Hell’s Angels. A Strange and Terrible. Saga by Hunter S. Thompson

But the highways! Christ, here you are, moving along in traffic about sixty-five, right there at the speed limit, and it’s all you can do to keep out of people’s way. If the road’s a little wet — even damp from the fog — you’re in trouble no matter what happens. Slow down, and they’ll come right up on your tail or muscle you out of the lane. Speed up to get some room, and some geek hits his brakes right in front of you — God knows why, but they do it all the time.

One little thing like that and you’re into the meat grinder. The minute you hit the brakes you’ll start losing it; bikes don’t drift like cars. And once you go down, you’ll be lucky if you only get run over twice.

During 1965 more than a thousand people died in the United States as a result of motorcycle accidents. Automobiles killed nearly fifty times that many, but the growing number of bike deaths caused the American Medical Association to label motorcycles a serious health hazard in our communities. The Hell’s Angels lose an average of four members a year on the road, but considering the way most of them ride, a 4 percent annual mortality rate is a tow­ering tribute to their skill. A Harley 74 is probably the only motor­cycle that can cause real damage to a car, and a hard-running Angel can intimidate traffic as severely as a speeding torpedo. The out­laws are experts with hogs, and in their own narrow world, on their own terms, they can outride just about anybody.

In the late 1950s, before the Angels became so notorious, Pete, from the Frisco chapter, was one of the top drag racers in northern California. He was sponsored by the local Harley-Davidson dealer and collected a roomful of trophies. Not only did he wear his Hell’s Angels colors in the races, but he rode his competition bike out to the track, packing his pretty blond wife on the fender pad behind him. Other dragsters brought their bikes on trailers, handling them like Ming vases.

Pete could really make a bike go, one of the Angels recalls. It was really classy the way he’d go out and win. When he got to the track, man, he’d just change his spark plugs and go out — high handlebars and all — and wipe out them drag irons.

In the early sixties Pete retired from the Angels, feeling he’d had enough. Shortly after his thirtieth birthday he moved his wife and two children to a small town in the Sierras, where he tried to settle down as a peaceful country mechanic. His retirement lasted about two years and might have been longer if the Angels had not become famous. But the lure of publicity and new action was too much.

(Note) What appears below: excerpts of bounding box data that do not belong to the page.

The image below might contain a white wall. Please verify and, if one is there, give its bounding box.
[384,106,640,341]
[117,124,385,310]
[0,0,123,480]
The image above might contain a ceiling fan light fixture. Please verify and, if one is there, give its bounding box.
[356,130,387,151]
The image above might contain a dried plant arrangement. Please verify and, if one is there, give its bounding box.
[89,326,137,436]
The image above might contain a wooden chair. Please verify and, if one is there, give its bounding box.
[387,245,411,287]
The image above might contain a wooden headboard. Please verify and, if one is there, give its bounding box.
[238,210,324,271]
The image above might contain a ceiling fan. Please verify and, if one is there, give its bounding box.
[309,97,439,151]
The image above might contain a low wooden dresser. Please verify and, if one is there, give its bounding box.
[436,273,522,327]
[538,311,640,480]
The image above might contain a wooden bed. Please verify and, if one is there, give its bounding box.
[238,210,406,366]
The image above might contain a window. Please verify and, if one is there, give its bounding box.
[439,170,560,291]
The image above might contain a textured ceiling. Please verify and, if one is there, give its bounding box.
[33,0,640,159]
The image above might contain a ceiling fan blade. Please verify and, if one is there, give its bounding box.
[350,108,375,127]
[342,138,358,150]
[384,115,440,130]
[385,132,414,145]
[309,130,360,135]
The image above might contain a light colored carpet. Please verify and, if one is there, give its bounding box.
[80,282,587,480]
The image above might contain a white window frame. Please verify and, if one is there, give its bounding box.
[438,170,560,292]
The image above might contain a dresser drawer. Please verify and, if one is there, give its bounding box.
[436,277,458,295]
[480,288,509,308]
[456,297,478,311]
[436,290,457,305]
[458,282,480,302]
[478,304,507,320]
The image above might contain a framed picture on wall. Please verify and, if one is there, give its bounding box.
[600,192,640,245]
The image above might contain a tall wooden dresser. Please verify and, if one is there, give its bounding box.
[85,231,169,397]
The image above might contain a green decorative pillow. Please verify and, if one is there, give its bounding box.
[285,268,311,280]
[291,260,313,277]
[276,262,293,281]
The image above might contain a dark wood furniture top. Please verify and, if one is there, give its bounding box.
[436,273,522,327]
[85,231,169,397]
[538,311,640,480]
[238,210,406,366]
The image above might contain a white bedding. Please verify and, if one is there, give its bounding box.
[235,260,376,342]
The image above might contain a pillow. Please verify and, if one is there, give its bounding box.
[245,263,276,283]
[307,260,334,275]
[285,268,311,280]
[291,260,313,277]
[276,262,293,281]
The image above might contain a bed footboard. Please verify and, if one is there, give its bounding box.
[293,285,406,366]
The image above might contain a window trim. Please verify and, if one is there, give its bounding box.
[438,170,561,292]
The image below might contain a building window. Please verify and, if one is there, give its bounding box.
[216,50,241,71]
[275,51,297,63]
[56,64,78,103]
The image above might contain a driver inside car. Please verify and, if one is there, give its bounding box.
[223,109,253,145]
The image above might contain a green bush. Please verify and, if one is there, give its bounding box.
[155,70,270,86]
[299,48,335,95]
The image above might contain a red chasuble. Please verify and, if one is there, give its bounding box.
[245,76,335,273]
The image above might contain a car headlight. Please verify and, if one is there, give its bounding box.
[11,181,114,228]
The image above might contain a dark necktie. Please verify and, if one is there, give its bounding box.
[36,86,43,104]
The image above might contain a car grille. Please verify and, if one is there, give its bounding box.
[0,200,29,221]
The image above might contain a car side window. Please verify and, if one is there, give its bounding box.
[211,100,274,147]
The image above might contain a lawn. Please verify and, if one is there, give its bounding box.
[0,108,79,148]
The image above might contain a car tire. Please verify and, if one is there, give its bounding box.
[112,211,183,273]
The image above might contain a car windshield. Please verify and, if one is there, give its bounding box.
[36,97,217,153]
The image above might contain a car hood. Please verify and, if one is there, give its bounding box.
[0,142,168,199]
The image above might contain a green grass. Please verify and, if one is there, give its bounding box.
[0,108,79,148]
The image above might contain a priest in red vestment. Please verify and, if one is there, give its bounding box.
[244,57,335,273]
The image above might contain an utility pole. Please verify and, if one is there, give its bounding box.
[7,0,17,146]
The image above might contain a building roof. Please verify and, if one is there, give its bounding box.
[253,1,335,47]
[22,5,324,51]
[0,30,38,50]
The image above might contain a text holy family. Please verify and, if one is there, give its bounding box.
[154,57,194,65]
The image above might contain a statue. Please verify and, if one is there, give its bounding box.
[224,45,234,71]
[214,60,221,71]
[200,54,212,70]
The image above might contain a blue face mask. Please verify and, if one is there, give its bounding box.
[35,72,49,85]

By early 1965 Pete was back in town, toasting his old buddies, shed­ding his family and hustling around for parts to build a new bike.

Like most of the other Angels, he regards the factory product only in terms of potential – a bundle of good raw material, but hardly a machine that any man with class would want to call his own.*

* The bike he finally built turned 108 in the quarter mile, in twelve seconds flat.

The outlaws tend to see their bikes as personal monuments, created in their own image, however abstract, and they develop an affection for them that is hard for outsiders to understand. It seems like a pose, or even a perversion — and maybe it is, but to bike freaks it is very real. Anybody who has ever owned one of the beasts will always be a little bit queer for them. Not the little bikes, but the big expensive temperamental bastards, the ones that respond to the accelerator like a bucking horse to a whip, that will stand up in the air and run fifteen yards on one wheel, scorching the pavement with a fiery blast from the chrome tailpipes. The little bikes may be fun, like the industry people say, but Volkwagens are fun too, and so are BB guns. Big bikes, Fer­raris and .44 Magnum revolvers are something beyond fun; they are man-made machines so powerful and efficient in their own realms that they challenge a man’s ability to control them, to push them to the limits of their design and possibilities. This is one of the pillars of the Big Bike mystique that looms so large in the life of every Hell’s Angel. Or as they say: That’s where it’s at, man. That’s where it lives.